The upgrade has converted the optical observatory to a robotic facility enabling remote operation by observers. Previously, students using the telescope were required to be physically present on the roof at night. Due to space and safety limitations, this meant that only a few students each year were able to use the telescope.
The new dome is motorised, allowing the dome to be opened and closed, and rotated by computer control. The same computer controls the telescope and with the aid of the new camera will be able to accurately point the telescope at an observing target, follow it as the Earth rotates, and take images and spectra.

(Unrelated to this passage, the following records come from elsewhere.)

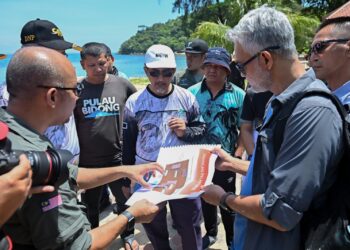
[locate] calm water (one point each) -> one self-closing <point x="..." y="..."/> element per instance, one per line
<point x="131" y="65"/>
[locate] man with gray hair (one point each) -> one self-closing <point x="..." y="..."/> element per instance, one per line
<point x="280" y="184"/>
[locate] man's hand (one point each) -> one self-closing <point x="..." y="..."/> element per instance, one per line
<point x="137" y="172"/>
<point x="15" y="187"/>
<point x="177" y="125"/>
<point x="143" y="211"/>
<point x="223" y="162"/>
<point x="212" y="194"/>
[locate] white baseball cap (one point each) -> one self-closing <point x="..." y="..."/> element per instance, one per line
<point x="160" y="56"/>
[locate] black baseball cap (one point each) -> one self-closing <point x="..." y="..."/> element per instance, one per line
<point x="45" y="33"/>
<point x="218" y="56"/>
<point x="197" y="46"/>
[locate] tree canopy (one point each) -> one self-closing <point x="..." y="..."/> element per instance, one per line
<point x="210" y="19"/>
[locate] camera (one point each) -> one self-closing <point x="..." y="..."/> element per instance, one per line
<point x="49" y="167"/>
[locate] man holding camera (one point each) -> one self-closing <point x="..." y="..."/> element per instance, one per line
<point x="43" y="91"/>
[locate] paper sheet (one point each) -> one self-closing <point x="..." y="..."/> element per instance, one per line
<point x="187" y="169"/>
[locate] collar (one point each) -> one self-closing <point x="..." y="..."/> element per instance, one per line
<point x="160" y="96"/>
<point x="20" y="127"/>
<point x="306" y="81"/>
<point x="343" y="93"/>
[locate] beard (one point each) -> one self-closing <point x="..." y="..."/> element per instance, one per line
<point x="161" y="88"/>
<point x="260" y="81"/>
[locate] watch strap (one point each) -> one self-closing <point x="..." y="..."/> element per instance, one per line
<point x="131" y="220"/>
<point x="223" y="203"/>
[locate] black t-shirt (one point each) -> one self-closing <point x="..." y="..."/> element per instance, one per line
<point x="254" y="106"/>
<point x="99" y="119"/>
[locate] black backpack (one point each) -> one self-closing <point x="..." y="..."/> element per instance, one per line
<point x="326" y="227"/>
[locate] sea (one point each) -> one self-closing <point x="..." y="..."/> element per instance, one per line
<point x="131" y="65"/>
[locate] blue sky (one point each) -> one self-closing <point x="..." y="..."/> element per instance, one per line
<point x="82" y="21"/>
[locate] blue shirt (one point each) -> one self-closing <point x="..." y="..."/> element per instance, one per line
<point x="220" y="113"/>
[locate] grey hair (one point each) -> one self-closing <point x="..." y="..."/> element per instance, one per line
<point x="264" y="27"/>
<point x="341" y="29"/>
<point x="28" y="70"/>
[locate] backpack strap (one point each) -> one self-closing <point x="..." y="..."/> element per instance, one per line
<point x="287" y="109"/>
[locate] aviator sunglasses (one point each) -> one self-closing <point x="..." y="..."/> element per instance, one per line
<point x="320" y="46"/>
<point x="164" y="73"/>
<point x="77" y="90"/>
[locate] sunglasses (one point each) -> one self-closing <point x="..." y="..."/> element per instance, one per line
<point x="241" y="66"/>
<point x="164" y="73"/>
<point x="320" y="46"/>
<point x="77" y="90"/>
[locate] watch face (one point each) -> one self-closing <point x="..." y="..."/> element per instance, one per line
<point x="131" y="223"/>
<point x="131" y="220"/>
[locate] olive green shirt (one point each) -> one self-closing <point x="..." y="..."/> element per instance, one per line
<point x="48" y="220"/>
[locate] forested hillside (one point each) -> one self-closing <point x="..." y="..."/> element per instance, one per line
<point x="210" y="19"/>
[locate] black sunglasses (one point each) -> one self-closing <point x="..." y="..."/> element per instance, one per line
<point x="241" y="66"/>
<point x="320" y="46"/>
<point x="164" y="73"/>
<point x="77" y="90"/>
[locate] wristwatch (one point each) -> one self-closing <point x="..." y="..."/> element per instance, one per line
<point x="223" y="203"/>
<point x="131" y="220"/>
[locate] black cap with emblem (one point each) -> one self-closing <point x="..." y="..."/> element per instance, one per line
<point x="45" y="33"/>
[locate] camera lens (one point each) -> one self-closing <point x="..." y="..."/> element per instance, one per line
<point x="49" y="167"/>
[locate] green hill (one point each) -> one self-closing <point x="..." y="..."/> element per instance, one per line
<point x="171" y="33"/>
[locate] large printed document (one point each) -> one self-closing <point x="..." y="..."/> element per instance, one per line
<point x="186" y="170"/>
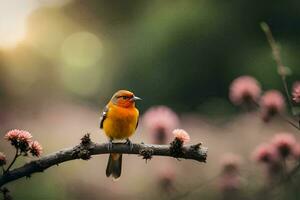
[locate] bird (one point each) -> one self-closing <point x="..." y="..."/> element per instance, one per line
<point x="119" y="120"/>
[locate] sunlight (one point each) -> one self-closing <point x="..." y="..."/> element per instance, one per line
<point x="13" y="14"/>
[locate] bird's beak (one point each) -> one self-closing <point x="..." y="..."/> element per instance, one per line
<point x="135" y="98"/>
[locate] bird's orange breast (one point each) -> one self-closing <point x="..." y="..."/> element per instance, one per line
<point x="120" y="122"/>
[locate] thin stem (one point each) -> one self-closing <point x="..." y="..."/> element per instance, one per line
<point x="276" y="55"/>
<point x="285" y="118"/>
<point x="13" y="161"/>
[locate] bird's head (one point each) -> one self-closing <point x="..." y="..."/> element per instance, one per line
<point x="124" y="98"/>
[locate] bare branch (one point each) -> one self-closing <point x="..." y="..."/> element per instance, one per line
<point x="87" y="148"/>
<point x="282" y="70"/>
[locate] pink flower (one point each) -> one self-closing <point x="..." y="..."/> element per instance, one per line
<point x="272" y="103"/>
<point x="24" y="136"/>
<point x="181" y="135"/>
<point x="244" y="89"/>
<point x="296" y="92"/>
<point x="19" y="138"/>
<point x="160" y="121"/>
<point x="284" y="143"/>
<point x="296" y="151"/>
<point x="2" y="159"/>
<point x="12" y="135"/>
<point x="35" y="148"/>
<point x="265" y="153"/>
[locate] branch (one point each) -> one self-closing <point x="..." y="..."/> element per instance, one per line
<point x="87" y="148"/>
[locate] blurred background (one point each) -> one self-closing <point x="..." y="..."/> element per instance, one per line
<point x="61" y="61"/>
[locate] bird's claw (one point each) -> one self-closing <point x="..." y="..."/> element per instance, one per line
<point x="128" y="142"/>
<point x="109" y="145"/>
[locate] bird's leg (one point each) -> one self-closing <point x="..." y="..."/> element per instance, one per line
<point x="128" y="142"/>
<point x="109" y="145"/>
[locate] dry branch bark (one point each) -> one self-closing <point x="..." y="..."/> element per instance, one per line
<point x="87" y="148"/>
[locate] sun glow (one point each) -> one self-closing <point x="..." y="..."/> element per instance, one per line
<point x="13" y="14"/>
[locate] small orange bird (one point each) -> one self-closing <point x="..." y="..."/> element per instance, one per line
<point x="119" y="121"/>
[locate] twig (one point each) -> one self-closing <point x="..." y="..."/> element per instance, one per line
<point x="12" y="162"/>
<point x="88" y="148"/>
<point x="282" y="71"/>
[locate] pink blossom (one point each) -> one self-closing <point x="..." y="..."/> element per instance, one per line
<point x="265" y="153"/>
<point x="160" y="121"/>
<point x="284" y="143"/>
<point x="2" y="159"/>
<point x="272" y="102"/>
<point x="35" y="148"/>
<point x="296" y="151"/>
<point x="243" y="89"/>
<point x="12" y="135"/>
<point x="24" y="136"/>
<point x="181" y="135"/>
<point x="296" y="92"/>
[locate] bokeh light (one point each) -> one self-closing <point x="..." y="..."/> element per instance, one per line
<point x="82" y="49"/>
<point x="13" y="15"/>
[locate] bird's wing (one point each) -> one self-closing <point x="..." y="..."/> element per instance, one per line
<point x="103" y="116"/>
<point x="137" y="123"/>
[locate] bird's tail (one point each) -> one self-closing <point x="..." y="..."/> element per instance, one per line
<point x="114" y="165"/>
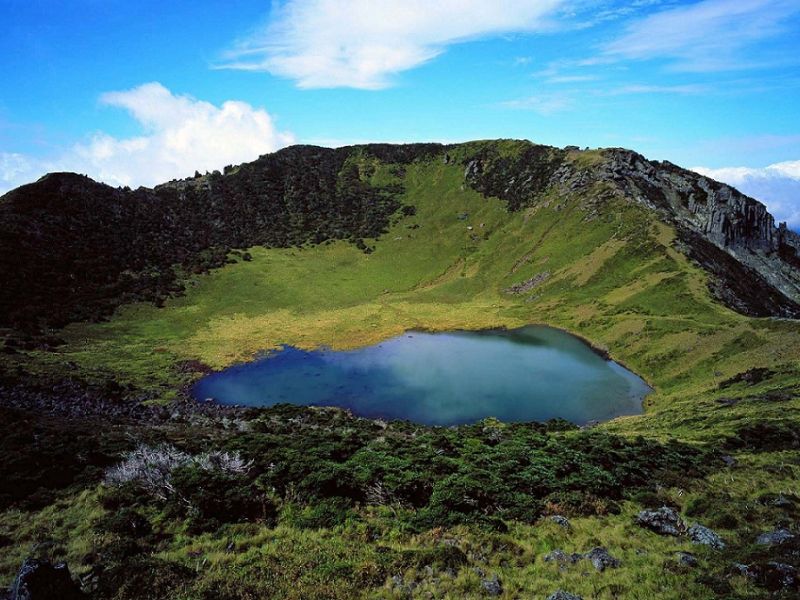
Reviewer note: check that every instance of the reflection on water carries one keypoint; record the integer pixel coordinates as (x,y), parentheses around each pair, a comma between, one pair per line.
(529,374)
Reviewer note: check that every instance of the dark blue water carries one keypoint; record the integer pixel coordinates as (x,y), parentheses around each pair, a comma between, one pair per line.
(528,374)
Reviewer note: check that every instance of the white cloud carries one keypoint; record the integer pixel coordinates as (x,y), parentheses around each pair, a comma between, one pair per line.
(363,43)
(180,135)
(706,36)
(13,167)
(680,90)
(543,104)
(777,186)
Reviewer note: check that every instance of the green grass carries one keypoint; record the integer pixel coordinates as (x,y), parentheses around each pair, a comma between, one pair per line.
(614,279)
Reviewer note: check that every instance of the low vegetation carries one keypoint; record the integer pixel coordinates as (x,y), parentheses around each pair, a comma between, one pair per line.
(295,502)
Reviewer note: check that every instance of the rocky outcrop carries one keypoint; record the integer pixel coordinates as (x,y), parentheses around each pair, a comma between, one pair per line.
(719,215)
(775,538)
(663,521)
(667,521)
(600,558)
(42,580)
(562,595)
(700,534)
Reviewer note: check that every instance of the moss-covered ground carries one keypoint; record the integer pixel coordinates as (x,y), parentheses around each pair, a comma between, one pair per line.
(608,272)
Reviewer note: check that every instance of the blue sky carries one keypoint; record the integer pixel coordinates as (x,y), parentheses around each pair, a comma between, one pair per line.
(139,92)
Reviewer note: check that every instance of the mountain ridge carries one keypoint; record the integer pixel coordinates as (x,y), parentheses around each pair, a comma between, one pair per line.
(76,249)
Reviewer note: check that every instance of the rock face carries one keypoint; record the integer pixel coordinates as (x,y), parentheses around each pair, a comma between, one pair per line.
(75,249)
(664,521)
(601,559)
(705,536)
(562,595)
(41,580)
(492,586)
(718,214)
(775,538)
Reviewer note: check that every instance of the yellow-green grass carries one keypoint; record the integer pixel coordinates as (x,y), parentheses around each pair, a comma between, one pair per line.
(614,279)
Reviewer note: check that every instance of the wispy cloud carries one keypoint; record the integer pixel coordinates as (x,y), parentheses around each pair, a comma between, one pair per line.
(543,104)
(364,43)
(777,186)
(180,135)
(681,90)
(711,35)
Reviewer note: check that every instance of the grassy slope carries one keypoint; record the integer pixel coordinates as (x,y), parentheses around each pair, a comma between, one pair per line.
(614,279)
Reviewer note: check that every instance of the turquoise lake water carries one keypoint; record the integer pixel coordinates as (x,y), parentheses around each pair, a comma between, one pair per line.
(533,373)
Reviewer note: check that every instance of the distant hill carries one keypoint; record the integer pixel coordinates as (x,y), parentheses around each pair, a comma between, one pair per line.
(74,249)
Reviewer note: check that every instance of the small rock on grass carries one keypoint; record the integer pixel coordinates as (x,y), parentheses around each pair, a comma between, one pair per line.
(562,595)
(601,559)
(664,521)
(774,538)
(492,585)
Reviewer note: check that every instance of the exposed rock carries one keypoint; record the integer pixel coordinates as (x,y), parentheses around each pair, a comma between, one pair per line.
(562,595)
(703,535)
(772,575)
(776,575)
(42,580)
(492,585)
(712,217)
(529,284)
(687,559)
(601,559)
(561,520)
(664,521)
(775,538)
(562,558)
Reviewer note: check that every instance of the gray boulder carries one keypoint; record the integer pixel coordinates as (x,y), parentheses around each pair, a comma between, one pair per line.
(703,535)
(562,595)
(492,585)
(42,580)
(775,538)
(563,521)
(664,521)
(562,558)
(601,559)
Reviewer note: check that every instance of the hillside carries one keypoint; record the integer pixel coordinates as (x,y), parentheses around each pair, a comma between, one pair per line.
(114,300)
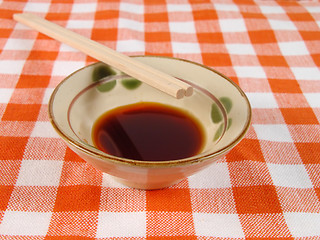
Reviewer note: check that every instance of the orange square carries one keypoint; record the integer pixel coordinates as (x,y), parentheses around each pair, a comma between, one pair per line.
(122,200)
(62,1)
(105,34)
(158,48)
(72,156)
(170,224)
(7,152)
(262,36)
(153,2)
(299,116)
(47,237)
(78,173)
(265,226)
(33,81)
(310,35)
(304,17)
(27,96)
(5,33)
(210,37)
(106,14)
(169,200)
(205,14)
(273,61)
(216,59)
(157,37)
(172,237)
(246,173)
(73,224)
(77,198)
(317,192)
(309,152)
(9,170)
(284,86)
(21,112)
(54,149)
(253,15)
(256,199)
(7,13)
(5,196)
(156,17)
(295,199)
(247,149)
(213,200)
(32,198)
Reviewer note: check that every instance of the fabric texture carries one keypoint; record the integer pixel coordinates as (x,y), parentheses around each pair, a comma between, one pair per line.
(267,187)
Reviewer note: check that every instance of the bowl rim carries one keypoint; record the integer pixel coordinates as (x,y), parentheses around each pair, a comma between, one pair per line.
(90,150)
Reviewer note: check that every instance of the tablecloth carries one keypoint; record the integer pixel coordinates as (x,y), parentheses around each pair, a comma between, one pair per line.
(267,187)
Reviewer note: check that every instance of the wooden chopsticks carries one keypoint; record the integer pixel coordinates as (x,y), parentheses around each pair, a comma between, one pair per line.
(138,70)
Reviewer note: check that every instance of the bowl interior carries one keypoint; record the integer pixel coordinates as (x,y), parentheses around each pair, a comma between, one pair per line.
(218,104)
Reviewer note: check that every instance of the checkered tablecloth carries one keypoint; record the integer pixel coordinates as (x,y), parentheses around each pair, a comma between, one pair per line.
(268,186)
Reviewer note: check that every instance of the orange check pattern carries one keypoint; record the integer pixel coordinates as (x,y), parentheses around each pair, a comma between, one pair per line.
(268,187)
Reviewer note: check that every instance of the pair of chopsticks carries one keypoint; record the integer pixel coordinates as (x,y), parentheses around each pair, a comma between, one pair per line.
(138,70)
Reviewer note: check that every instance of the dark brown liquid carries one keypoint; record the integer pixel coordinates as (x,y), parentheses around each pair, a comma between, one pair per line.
(148,131)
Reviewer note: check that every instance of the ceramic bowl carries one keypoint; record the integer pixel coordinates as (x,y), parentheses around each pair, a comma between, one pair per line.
(218,104)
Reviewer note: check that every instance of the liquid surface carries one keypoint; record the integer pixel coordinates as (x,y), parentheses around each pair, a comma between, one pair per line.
(148,131)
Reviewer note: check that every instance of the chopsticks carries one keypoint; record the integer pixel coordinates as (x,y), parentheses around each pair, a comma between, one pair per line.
(138,70)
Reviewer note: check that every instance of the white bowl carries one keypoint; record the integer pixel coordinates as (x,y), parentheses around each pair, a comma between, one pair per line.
(220,105)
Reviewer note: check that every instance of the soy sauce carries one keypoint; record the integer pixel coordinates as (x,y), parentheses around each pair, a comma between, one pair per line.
(148,131)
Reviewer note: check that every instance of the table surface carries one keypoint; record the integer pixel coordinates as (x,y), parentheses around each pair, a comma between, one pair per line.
(267,186)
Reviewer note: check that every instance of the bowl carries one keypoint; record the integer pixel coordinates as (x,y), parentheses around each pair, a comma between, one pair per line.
(218,104)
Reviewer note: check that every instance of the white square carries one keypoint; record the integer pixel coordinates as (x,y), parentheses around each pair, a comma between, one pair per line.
(179,8)
(240,49)
(282,25)
(25,223)
(294,176)
(39,173)
(303,224)
(44,129)
(47,95)
(5,94)
(80,24)
(132,8)
(18,44)
(273,132)
(84,7)
(67,48)
(306,73)
(182,27)
(131,45)
(293,48)
(226,7)
(215,176)
(232,25)
(250,72)
(64,68)
(184,47)
(37,7)
(313,99)
(110,182)
(218,225)
(121,224)
(131,24)
(271,9)
(262,100)
(11,66)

The new camera includes a "guider" which uses bright stars in the image to lock the telescope into position so that it does not drift away from the target of the observation over time. This will allow students to image deep-sky objects (which are too faint to see in a short image) by taking long exposures, safe in the knowledge that the telescope will not drift during the exposure (which would blur the image).
The camera also has a filter wheel that will enable the remote observer to take images through different colour filters to measure the colour of objects (to estimate, for example, the temperature of stars). The wheel also includes a new prism which will let the students disperse the light from bright sources into a spectrum to look for the emission and absorption signatures of different chemical processes in their target objects.
Finally, the camera has a much faster readout than the previous model, which will allow the students to attempt "lucky imaging". This is when hundreds of very short images of the same target are taken. Every so often, there will be a chance alignment of the turbulent regions in the air above us, allowing a clean sharp view through the atmosphere. The students will computationally select these rare, lucky images and combine them to make a single image that is much sharper than any normal image that could be taken through Bristol's skies.